Vitamin K1 1–2 mg (250–300 µg/kg body weight) IM or SC should be given immediately to treat early-onset VKDB. For severe bleeding episodes, FFP or prothrombin complex concentration may be administered in addition to vitamin K [14, 21]. FFP in a dose of 15 mL/kg or prothrombin complex concentrates 50 units/kg body weight. FFP administration may be repeated every 8 to 12 h, depending on the infant’s needs. rFVIIa can also be effective in life-threatening hemorrhage at 90 g/kg [16]. In this case, vitamin K1 2 mg IM, 2 × 60 mL FFP, and 30 ml PRC transfusion were given because of heavy bleeding. After being given the above therapy, 23 h later, the baby returned home in stable condition.

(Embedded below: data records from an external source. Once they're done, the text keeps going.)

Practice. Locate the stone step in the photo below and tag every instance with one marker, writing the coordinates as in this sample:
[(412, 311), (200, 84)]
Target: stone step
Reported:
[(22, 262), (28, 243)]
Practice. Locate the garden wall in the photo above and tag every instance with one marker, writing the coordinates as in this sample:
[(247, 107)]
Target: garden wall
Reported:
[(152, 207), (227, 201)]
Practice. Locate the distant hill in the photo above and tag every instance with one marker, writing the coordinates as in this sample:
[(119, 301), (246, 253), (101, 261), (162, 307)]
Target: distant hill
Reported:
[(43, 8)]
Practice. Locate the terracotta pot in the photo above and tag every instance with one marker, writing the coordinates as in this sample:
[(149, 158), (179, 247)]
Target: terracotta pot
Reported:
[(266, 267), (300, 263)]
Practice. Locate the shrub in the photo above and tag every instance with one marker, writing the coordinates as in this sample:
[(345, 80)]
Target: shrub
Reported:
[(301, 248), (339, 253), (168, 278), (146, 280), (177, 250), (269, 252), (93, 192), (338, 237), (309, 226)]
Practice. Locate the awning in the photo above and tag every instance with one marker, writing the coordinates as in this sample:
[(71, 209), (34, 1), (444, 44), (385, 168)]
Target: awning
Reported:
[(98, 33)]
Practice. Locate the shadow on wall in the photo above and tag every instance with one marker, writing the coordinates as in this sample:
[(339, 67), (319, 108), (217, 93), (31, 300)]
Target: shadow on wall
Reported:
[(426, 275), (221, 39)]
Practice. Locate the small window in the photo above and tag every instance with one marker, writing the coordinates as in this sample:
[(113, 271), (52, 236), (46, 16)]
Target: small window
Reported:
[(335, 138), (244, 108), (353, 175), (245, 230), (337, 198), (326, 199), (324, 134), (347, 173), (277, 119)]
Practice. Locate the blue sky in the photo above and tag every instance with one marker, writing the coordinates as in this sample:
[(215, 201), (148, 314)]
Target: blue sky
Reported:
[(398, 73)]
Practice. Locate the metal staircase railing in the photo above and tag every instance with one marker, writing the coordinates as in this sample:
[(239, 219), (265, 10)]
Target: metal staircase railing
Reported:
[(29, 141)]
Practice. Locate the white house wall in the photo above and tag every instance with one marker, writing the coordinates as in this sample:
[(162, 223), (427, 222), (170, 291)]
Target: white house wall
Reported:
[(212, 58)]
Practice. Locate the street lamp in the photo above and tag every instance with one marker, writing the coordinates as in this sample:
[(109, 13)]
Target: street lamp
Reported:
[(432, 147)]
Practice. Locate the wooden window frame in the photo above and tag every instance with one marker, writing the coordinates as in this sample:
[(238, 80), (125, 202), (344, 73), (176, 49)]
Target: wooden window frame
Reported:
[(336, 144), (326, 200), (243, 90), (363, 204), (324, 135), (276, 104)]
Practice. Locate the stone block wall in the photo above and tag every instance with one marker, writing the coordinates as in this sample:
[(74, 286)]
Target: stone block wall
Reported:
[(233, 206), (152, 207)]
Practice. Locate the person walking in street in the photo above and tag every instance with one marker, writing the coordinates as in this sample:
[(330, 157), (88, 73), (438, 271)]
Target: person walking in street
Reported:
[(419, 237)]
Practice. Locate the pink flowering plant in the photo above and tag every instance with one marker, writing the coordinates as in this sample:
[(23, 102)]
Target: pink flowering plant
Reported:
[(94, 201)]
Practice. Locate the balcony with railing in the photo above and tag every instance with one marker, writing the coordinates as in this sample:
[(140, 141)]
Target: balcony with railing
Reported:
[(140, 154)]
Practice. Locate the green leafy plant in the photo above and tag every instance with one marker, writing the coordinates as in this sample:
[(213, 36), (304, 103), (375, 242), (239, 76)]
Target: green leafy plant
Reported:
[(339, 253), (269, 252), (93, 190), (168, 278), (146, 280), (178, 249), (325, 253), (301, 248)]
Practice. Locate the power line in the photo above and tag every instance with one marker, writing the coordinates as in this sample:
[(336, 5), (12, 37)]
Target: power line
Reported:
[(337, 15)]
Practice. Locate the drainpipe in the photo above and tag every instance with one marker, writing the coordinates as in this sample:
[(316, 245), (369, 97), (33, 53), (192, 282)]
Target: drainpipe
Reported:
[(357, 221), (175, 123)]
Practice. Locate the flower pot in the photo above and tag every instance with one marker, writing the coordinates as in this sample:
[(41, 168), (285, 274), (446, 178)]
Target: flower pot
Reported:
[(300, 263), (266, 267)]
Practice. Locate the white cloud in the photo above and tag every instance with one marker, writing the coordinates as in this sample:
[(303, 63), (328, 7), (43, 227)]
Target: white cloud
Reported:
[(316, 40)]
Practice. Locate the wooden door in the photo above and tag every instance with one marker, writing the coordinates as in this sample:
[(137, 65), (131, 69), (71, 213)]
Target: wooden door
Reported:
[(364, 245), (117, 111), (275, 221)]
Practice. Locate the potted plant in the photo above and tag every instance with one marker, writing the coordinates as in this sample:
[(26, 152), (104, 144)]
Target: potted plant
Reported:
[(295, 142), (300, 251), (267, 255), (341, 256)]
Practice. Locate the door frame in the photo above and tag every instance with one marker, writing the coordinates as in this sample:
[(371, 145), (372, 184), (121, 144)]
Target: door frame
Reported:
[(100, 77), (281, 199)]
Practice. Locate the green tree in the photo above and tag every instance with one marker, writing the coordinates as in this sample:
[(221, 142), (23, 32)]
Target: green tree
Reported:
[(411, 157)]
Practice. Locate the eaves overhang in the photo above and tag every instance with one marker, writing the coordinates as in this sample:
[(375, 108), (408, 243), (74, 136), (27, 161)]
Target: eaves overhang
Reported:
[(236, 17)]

Early-onset VKDB, of course, can be prevented. Pregnant women taking drugs that can interfere with vitamin K metabolism, have fat malabsorption, or are about to give birth preterm should be given prophylactic 15–30 mg of vitamin K daily 2 to 4 weeks before delivery. After giving an oral dose of 20 mg of vitamin K1, the concentration of vitamin K1 in the breast milk of one mother rose to 140 ug/L after 12 h. At 48 h, it was still about twice the average endogenous level of human milk. One study showed that babies born to mothers who received vitamin K 20 mg orally, a single dose, 4–24 h before expected delivery, had higher prothrombin levels than babies whose mothers did not receive vitamin K. Then, immediately after birth, the baby is given 1 mg of vitamin K1 IM. Several studies suggest that infants at high risk, such as preterm infants, and babies with liver disorders, should be given a vitamin K1 booster [19, 21, 22]. A systematic review study and meta-analysis concluded that antenatal administration of vitamin K1 to a mother would increase vitamin K1 levels in maternal plasma, newborn plasma, breast milk, and maternal-newborn PIVKA-II factor. Therefore, especially vitamin K1 supplementation should be given to mothers that intake anti-epileptic drugs, anti-tuberculosis drugs, and vitamin K antagonist drugs [23]. The limitation of this case report is that the levels of clotting factors II, VII, IX, and X cannot be checked.

Vitamin K1 1 mg IM prophylaxis should be given immediately after birth to prevent early-onset VKDB. In addition, pregnant women who received drugs that interfere with vitamin K metabolism (anti-epileptic drugs, anti-tuberculosis drugs, vitamin K antagonist drugs) or have fat malabsorption should be given prophylactic vitamin K1, 20 mg/day orally. Vitamin K1 should be given at least two weeks before the expected delivery time.